‘I am being drove out!’

corporations that were targeted by Occupy Wall Street
Brookfield Asset Management was one of the corporations that were targeted by Occupy Wall Street in 2011.
PHOTO: Occupywallstreet.net

 

Millions face eviction from homes by landlords demanding higher rents

“I am being drove out of the county,” Marie Leal told the Santa Rosa (Calif.) Press Democrat as she struggled with being turned out of her apartment by a landlord who wants to rent it to higher-paying tenants. Once on the street in Santa Rosa, she would face rapidly rising rents and the tightest housing market in decades.

To find a place she could afford, she might indeed have to move out of the county, an hour or more away.

The newspaper listed the management agent as a faceless partnership named FF Properties. But the company hiding behind that name is Brookfield Asset Management, a major international conglomerate that oversees $200 billion in real estate. Besides buying London’s swank Canary Wharf recently, Brookfield also owns Zucotti Park, where Occupy Wall Street once camped out.

Over the last decade, Brookfield has delivered to its wealthy investors an average profit of almost 20 percent per year — including the rent paid by Leal and her neighbors. Brookfield is “a perfect predator,” a Canadian business magazine has written approvingly. “It waits for the right opportunity, and then it pounces.”

Leal and the 30 other low-income families that Brookfleld told to get out of their apartments were among the predator’s newest targets. But as real estate is increasingly concentrated in the hands of the capitalist oligarchy, there will be many more.

Since 2007, 7.5 million families in the United States have lost their homes to foreclosure and short sales — forced out largely by the five biggest U.S. banks. Now economists predict that the oligarchs will be kicking literally millions more people out of rented homes and apartments. Real-estate conglomerates like Brookfield are raising rents and buying up even more properties to renovate and rent out at higher rates.

The situation is bad all over the United States.
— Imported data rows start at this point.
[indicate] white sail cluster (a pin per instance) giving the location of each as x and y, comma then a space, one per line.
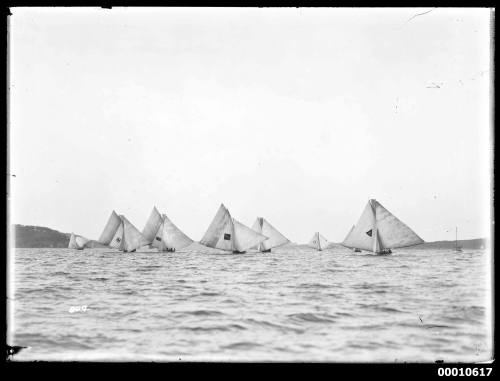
226, 233
378, 230
318, 242
276, 239
162, 234
119, 233
77, 242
Nationwide, rents rose more than 7 percent last year alone. But wages have not kept pace, and a squeeze is on. A quarter of renters say they are at the end of their rope financially. Half of them say they couldn’t come up with extra money to cover an emergency. Estimates of how much of their income is getting eaten up by rent run from 30 to 40 percent, with many paying 50 percent or more.

The situation is worst in California, which contains seven of the 10 metropolitan areas where real-estate moguls take the biggest bite of renters’ incomes. California is no longer the land of milk and honey; when the cost of living is taken into account, it has the highest rate of poverty in the United States.

Los Angelenos are the hardest hit by housing costs. They are being forced to pay an average of almost half of their income in rent. Renters in the Bay Area are close behind, turning over an average of about 40 percent of income to their landlords.

Rents are also going up faster in the Bay Area than elsewhere. In Santa Rosa, landlords have pushed rents up more rapidly than almost anywhere else in the U.S. — more than 30 percent over the past three years, 12 percent last year alone. Rents in San Francisco, the East Bay, and the Peninsula were up by nearly as much.

When a reporter for the Press Democrat contacted Brookfield about Marie Leal’s pending explusion, the company did an about face and said that she and the other low-income tenants could stay on. “Boy, that’s huge,” she told the reporter. “At least we know we’re not going to be out on the street.”

That lasts as long as it lasts. And the other millions facing potential eviction are not likely to be so lucky.